Symphony Orchestras Get a Boost From The Legend of Zelda
The Legend of Zelda: Symphony of the Goddesses — a concert event culled from nearly three decades of music and images from Nintendo’s Zelda video game series — is making its way across the U.S. (we’ve listed a few tour stops on Goldstar).
The 74-piece orchestra is loved by many, drawing huge crowds. But, as Jess Joho reports for Kill Screen, some orchestras and classical concertgoers are not so happy with this “medium that is almost single-handedly bringing [orchestras] back from the brink of cultural and financial extinction.”
She continues: “While many programmers and conductors appear to roll their eyes at such a debasement of their art, they still gladly take the money that’s off-setting the orchestra’s annual 2.8% decline in sales.”
But people who are resistant to bold, new collaborations are missing the point. As Joho writes: “Videogame scores must strike a universal chord that perhaps the more elite minded classical fandom might do well to try and decipher. After all, there was a point when Beethoven was the most popular pop music of his time. And everyone who said that it’d die down once the fad passed would sure feel silly right about now. ”
Jim has also highlighted how live entertainment organizations should embrace change.
“In normal times, change is gradual. … This is not one of those times in history. This is one of those other times when change is like a runaway Pontiac driving through a farmers’ market. It’s fast, it’s destructive, it’s dangerous, and you’d better adjust to it right now. …

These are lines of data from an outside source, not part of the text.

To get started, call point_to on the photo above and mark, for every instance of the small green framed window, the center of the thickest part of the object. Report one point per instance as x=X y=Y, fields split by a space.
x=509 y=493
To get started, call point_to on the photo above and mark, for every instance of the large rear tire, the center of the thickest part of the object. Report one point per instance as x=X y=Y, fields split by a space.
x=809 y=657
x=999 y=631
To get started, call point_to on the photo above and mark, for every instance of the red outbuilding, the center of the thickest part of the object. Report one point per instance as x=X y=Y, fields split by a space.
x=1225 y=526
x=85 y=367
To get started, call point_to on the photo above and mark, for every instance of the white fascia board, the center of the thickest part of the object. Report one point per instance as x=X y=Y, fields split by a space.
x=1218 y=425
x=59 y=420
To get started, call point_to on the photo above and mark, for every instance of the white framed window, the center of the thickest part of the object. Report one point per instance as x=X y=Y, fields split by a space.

But it’s amazing what the human mind can do. Some people would rather close down shop than kick out the jams and do what actually needs to be done to thrive.
They’d literally rather die than change.
Well, there’s no time left to mess around. Day by day, our society is more Gen Y and less boomer; technology disrupts and tears down barriers in new ways …
So the choice is simple: fast and bold change, or not so slow decline. Possibly even collapse.”